New Delhi, March 16: The Supreme Court on Wednesday declined to grant an urgent hearing on a plea challenging the Karnataka High Court order, upholding the hijab ban in classrooms.
Senior advocate Sanjay Hedge, representing the petitioners, mentioned the plea before a bench headed by Chief Justice N.V. Ramana. Hedge said there is urgency in the matter, as several girls have to appear in exams. The bench, also comprising Justices A.S. Bopanna and Hima Kohli, said others have also mentioned and the court will look into the matter.
Hedge insisted that exams are starting and there is urgency in the matter.
The bench said it needs time and it will post the matter for hearing. After brief submissions, the bench said the court may list it after Holi vacations. “Give us time, we’ll post the matter”, said the bench.
The plea filed through advocate Adeel Ahmed and Rahamathullah Kothwal said the high court order creates an unreasonable classification between the non-Muslim female students and the Muslim female students and thereby is in straight violation of the concept of secularism which forms the basic structure of the Indian Constitution. The petitioners are Mohamed Arif Jameel and others.
The plea said: “The impugned order is also in sheer violation of the Article 14, 15, 19, 21 and 25 of the Indian Constitution and also violates the core principles of the International Conventions that India is a signatory to.”.

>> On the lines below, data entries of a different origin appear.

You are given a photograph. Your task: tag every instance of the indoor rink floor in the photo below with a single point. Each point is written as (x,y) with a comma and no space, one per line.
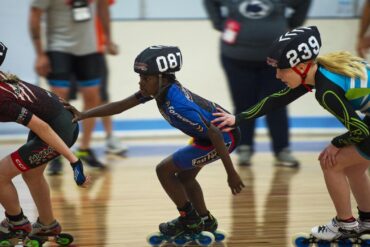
(126,202)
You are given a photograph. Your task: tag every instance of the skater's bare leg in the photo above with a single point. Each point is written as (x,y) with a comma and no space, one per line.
(40,192)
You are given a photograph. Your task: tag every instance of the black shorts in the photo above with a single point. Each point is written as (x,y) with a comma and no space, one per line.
(36,152)
(87,70)
(104,95)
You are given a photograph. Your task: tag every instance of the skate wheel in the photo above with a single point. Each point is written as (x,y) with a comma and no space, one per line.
(323,243)
(64,239)
(364,240)
(345,243)
(220,235)
(6,243)
(205,238)
(180,240)
(154,239)
(301,240)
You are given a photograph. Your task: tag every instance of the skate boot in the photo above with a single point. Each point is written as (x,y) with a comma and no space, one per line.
(50,233)
(335,230)
(14,230)
(244,155)
(41,230)
(211,225)
(286,159)
(55,166)
(88,156)
(182,225)
(364,226)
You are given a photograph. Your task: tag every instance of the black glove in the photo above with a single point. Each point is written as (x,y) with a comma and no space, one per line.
(78,172)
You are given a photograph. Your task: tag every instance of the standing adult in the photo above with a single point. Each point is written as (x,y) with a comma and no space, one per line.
(105,46)
(248,29)
(71,51)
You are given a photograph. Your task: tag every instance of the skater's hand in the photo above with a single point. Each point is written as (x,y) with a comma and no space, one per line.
(77,115)
(78,173)
(328,156)
(224,121)
(235,183)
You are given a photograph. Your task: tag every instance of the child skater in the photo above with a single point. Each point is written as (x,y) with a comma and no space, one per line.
(51,134)
(192,115)
(342,86)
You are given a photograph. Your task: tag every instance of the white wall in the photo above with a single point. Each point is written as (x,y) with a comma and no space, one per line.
(201,71)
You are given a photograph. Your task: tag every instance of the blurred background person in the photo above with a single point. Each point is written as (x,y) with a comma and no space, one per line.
(363,40)
(71,51)
(113,143)
(248,28)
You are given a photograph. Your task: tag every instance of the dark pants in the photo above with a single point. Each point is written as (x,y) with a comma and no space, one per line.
(249,82)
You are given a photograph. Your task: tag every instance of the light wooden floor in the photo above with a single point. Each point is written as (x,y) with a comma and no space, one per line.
(126,203)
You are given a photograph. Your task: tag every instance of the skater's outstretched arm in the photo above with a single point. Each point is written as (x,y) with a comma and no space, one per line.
(106,109)
(233,178)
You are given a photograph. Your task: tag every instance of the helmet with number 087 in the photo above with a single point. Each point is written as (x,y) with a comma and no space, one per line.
(294,47)
(158,60)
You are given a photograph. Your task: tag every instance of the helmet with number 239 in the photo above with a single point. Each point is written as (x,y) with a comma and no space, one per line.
(297,46)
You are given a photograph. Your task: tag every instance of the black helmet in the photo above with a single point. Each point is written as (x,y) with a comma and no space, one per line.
(3,50)
(294,47)
(158,59)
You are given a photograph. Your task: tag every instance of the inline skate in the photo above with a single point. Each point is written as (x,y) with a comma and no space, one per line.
(50,233)
(182,231)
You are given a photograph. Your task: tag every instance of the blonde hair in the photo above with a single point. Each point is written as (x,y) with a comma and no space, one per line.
(9,78)
(344,63)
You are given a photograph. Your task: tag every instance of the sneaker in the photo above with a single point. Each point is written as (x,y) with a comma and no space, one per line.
(336,230)
(286,159)
(88,156)
(18,228)
(244,155)
(55,166)
(115,146)
(364,226)
(41,230)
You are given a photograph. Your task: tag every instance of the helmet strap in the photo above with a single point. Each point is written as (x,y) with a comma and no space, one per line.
(304,75)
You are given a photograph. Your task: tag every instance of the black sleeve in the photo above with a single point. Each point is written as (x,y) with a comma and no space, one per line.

It further added, “Being aggrieved by the impugned Government Order, as it is in violation of Indian constitution, the petitioner had approached the Hon’ble High Court by way of a Public Interest Litigation (PIL) Petition challenging the validity of the same.

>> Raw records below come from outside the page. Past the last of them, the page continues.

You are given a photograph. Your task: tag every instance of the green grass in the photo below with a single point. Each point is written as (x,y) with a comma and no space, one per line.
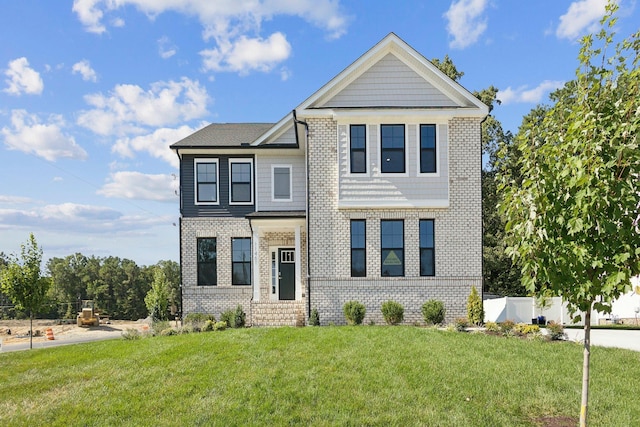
(391,376)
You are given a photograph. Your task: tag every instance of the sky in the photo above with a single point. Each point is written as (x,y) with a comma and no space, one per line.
(93,92)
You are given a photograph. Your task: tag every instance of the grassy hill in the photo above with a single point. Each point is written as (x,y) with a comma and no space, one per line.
(322,376)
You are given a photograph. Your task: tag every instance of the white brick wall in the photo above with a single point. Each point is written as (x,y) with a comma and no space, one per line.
(458,232)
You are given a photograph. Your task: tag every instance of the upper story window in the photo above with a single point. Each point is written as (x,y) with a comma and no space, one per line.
(241,181)
(207,262)
(206,181)
(392,247)
(281,179)
(428,149)
(358,148)
(392,149)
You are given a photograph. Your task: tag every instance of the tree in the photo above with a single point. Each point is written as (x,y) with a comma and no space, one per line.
(22,282)
(572,211)
(157,299)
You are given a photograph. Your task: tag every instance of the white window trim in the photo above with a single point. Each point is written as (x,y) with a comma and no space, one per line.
(435,174)
(406,151)
(273,183)
(252,185)
(367,152)
(195,181)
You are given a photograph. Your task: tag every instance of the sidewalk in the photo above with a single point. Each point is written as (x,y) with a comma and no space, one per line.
(608,338)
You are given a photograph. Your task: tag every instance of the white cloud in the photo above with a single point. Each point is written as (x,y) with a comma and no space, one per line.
(22,78)
(140,186)
(228,23)
(582,16)
(531,96)
(130,109)
(247,54)
(466,22)
(45,140)
(166,49)
(156,144)
(84,69)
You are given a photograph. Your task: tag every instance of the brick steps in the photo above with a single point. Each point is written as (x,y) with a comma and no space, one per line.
(277,313)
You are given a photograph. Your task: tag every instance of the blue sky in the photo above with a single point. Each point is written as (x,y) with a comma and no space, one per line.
(92,92)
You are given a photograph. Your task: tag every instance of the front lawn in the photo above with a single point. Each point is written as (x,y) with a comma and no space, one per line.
(323,376)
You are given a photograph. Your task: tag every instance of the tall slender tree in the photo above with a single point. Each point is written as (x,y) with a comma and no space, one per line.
(21,280)
(572,207)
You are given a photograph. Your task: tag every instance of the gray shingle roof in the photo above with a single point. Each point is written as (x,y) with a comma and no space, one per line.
(224,135)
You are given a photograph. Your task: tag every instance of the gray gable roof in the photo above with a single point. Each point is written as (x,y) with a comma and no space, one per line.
(224,135)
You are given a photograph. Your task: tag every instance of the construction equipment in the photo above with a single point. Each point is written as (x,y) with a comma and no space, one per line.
(89,316)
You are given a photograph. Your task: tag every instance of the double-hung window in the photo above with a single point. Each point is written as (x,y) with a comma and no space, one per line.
(206,181)
(428,149)
(392,149)
(392,247)
(358,148)
(207,262)
(241,261)
(281,183)
(358,248)
(427,248)
(241,181)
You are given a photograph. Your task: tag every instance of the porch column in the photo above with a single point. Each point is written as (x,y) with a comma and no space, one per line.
(298,266)
(255,265)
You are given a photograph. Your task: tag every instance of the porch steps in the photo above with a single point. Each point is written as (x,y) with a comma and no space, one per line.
(277,313)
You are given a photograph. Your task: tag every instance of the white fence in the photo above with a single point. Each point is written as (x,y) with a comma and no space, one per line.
(524,310)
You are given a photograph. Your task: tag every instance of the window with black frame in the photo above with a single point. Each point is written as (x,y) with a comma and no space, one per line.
(427,248)
(207,262)
(358,148)
(358,248)
(392,149)
(241,261)
(392,247)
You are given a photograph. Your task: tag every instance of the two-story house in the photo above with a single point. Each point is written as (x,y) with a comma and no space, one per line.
(369,190)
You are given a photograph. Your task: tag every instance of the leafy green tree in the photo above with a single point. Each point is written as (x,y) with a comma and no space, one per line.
(572,209)
(157,299)
(22,282)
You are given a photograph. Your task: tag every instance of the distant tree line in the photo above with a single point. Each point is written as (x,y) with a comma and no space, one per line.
(118,286)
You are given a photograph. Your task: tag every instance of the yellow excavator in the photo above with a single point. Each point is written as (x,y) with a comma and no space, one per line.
(89,316)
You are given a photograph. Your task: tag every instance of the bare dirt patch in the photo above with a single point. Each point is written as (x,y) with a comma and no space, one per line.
(13,331)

“The High Court vide the impugned order has sought to curtail the fundamental right of Muslim student-women by upholding the impugned Government Order which bars Muslim women from wearing the hijab and pursuing their education. It is hereby submitted that the right to wear a hijab is an ‘essential religious practice’ and falls within the ambit of the right of expression guaranteed by Article 19 (1) (a), the right to privacy, and also the Freedom of Conscience under Article 25 of the Constitution. The same cannot be infringed upon without a valid ‘law’.”
Another plea, filed by two Muslim students, Manan and Niba Naaz, through advocate Anas Tanwir, said: “The petitioners most humbly submit that the High Court has erred in creating a dichotomy of freedom of religion and freedom of conscience wherein the court has inferred that those who follow a religion cannot have the right to conscience.”
The plea contended that the high court failed to note that the Karnataka Education Act, 1983, and the Rules made thereunder, do not provide for any mandatory uniform to be worn by students.